The female patient must always be in contact with a medical professional and good dietary formulas must be established prior to the planned pregnancy. There must be strict dietary control and regular monitoring throughout the pregnancy.
How should parents be treated?
In addition to special dietary care, children with phenylketonuria should be treated like healthy children, without being overly sympathetic or protective.
Special dietary formulas may seem complicated, trust your doctor to provide the support and help you need.
What should I do if Phenylketonuria is diagnosed?
Once the condition is diagnosed, you should feed your child with a low-phenylalanine formula diet until the blood concentration of phenylalanine drops to normal levels. Since phenylalanine is an essential amino acid for human growth and development, even a person with phenylketonuria must consume the minimum amount of phenylalanine needed to ensure growth and development every day. Therefore, the small amount of phenylalanine required by infants can be obtained through calculated amounts of breast milk or regular infant formula.
How to prepare a diet for phenylketonuria?
Regular dietary formulas contain much more phenylalanine than children with phenylketonuria can tolerate. In contrast, the principle of dietary formula for Phenylketonurics is to provide only the minimum amount of phenylalanine necessary to ensure the growth and development of the child.
A. Fish, meat, eggs and milk are all rich in protein, which means they contain large amounts of phenylalanine, so these foods are prohibited.

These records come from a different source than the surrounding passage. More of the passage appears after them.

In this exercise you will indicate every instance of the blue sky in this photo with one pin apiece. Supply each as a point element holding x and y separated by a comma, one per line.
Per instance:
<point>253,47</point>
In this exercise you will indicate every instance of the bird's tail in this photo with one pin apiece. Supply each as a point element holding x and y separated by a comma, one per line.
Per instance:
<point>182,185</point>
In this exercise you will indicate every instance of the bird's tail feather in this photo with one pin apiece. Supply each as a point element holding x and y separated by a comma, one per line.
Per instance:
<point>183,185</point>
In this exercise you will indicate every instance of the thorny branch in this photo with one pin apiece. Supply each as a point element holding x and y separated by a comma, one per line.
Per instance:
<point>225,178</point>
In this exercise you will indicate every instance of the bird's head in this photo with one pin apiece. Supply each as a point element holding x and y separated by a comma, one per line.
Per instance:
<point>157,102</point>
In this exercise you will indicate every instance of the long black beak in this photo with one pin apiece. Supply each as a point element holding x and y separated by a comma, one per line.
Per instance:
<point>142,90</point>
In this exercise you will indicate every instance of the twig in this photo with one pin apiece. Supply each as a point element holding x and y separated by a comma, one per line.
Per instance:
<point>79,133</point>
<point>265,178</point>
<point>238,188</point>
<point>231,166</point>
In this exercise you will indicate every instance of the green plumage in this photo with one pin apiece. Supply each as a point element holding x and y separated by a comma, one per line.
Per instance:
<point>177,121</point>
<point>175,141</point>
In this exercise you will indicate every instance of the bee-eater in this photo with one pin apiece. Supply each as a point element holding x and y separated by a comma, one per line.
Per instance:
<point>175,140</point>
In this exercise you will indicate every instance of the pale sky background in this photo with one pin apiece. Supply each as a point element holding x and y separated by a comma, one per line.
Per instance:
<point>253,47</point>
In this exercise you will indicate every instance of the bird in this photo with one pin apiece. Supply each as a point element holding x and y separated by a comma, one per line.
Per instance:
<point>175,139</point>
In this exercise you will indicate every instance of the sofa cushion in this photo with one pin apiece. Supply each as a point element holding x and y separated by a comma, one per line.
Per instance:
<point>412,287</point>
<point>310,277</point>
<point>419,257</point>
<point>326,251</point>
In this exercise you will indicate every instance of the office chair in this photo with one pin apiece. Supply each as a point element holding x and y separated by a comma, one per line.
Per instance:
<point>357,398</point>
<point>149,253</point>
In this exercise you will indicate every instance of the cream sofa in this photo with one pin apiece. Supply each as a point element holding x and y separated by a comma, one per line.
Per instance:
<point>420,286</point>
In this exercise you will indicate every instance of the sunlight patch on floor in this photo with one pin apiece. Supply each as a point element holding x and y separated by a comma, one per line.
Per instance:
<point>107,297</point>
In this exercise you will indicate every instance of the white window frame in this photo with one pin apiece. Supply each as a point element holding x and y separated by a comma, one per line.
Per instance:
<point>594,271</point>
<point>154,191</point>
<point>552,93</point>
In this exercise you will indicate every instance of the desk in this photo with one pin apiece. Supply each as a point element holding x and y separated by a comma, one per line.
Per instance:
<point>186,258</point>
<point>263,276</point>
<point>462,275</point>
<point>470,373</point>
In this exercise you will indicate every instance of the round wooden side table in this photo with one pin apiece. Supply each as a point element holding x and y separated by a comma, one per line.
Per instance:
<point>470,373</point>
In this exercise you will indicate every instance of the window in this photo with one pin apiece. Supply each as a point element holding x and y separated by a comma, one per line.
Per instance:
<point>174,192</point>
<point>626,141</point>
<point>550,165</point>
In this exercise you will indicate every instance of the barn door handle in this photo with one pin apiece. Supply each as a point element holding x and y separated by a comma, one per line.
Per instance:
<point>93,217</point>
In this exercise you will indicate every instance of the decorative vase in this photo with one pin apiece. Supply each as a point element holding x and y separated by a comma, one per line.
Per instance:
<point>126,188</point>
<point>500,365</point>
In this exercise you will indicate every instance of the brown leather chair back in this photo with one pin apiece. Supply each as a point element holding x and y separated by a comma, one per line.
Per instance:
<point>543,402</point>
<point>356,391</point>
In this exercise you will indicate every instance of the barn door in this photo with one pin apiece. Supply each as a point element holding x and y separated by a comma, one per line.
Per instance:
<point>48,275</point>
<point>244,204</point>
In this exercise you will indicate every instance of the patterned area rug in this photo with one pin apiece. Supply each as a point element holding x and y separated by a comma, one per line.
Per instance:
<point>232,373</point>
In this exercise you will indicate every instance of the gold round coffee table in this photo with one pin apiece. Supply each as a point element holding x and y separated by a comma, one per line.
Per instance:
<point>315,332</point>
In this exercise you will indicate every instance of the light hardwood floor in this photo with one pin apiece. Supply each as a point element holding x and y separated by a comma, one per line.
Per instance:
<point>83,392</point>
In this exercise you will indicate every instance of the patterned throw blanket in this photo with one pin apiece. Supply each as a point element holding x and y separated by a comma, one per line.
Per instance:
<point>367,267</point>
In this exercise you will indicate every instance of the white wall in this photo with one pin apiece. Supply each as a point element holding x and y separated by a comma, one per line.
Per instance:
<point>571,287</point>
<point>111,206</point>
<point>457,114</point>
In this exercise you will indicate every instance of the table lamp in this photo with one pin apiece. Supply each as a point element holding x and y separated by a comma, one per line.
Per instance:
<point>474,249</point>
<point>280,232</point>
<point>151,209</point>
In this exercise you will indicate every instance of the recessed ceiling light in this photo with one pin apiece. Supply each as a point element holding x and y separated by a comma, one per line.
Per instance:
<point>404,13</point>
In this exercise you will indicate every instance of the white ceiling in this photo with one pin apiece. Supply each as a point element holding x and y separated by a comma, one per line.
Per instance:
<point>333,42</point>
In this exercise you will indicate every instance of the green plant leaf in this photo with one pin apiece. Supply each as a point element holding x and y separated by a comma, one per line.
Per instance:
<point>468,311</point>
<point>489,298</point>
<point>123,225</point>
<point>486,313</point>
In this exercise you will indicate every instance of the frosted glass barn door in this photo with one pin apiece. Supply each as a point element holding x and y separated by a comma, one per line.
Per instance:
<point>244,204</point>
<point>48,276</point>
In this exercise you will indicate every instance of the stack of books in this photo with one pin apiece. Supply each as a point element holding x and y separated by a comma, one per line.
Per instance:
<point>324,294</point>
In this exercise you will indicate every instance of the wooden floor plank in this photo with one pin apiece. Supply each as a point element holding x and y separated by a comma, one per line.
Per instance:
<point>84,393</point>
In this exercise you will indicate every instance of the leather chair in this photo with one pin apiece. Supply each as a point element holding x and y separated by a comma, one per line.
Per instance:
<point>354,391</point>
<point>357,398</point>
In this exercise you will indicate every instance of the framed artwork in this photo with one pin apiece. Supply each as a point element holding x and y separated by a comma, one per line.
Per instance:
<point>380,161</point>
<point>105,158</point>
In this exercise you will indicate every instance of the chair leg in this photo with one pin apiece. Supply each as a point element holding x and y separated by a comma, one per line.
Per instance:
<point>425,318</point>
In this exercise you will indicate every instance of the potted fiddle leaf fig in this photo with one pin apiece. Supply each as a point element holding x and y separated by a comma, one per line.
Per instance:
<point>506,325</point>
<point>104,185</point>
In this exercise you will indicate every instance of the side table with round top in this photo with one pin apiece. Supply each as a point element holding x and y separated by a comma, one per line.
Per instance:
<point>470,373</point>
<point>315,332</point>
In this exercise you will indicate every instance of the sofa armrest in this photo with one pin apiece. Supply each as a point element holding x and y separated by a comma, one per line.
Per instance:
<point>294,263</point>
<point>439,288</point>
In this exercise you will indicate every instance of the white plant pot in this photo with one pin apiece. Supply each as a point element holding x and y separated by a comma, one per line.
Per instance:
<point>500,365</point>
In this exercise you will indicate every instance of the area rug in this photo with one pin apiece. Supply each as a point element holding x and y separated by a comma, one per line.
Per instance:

B. Other foods contain small amounts of protein, which can be consumed by calculating the amount. However, the blood phenylalanine concentration must be checked regularly to keep it within a certain safe range.
C. Most fruits, vegetables, oils, candies and jams can be consumed.
D. The daily protein needs of patients with phenylketonuria are mainly supplied by protein substitutes that do not contain phenylalanine. These protein substitutes need to be obtained by prescription from a medical professional and can provide a minimum amount of safe protein for the growth and development of the affected child.
Usually a professional pediatrician will choose a product that is most suitable for your child and family and will advise you on the total amount of daily intake and how to consume it. Protein substitutes are a vital part of the diet for people with phenylketonuria and must be consumed in a daily ration at each meal to ensure stable phenylalanine concentrations throughout the day. Adequate vitamins and minerals must also be included in the daily diet. These must be supplied by prescription.
How do I monitor my blood phenylalanine levels?
If your child’s phenylalanine level is too high or too low, you should contact your doctor as soon as possible so that the diet can be adjusted.
Can special dietary formulas be interrupted?
There is no doubt that children with phenylketonuria must consume a strict low-phenylalanine diet throughout their growth and development. For adolescents and adults, a lifelong restriction of phenylalanine intake is recommended under the supervision of a physician. Dietary control is particularly important for female patients of childbearing age.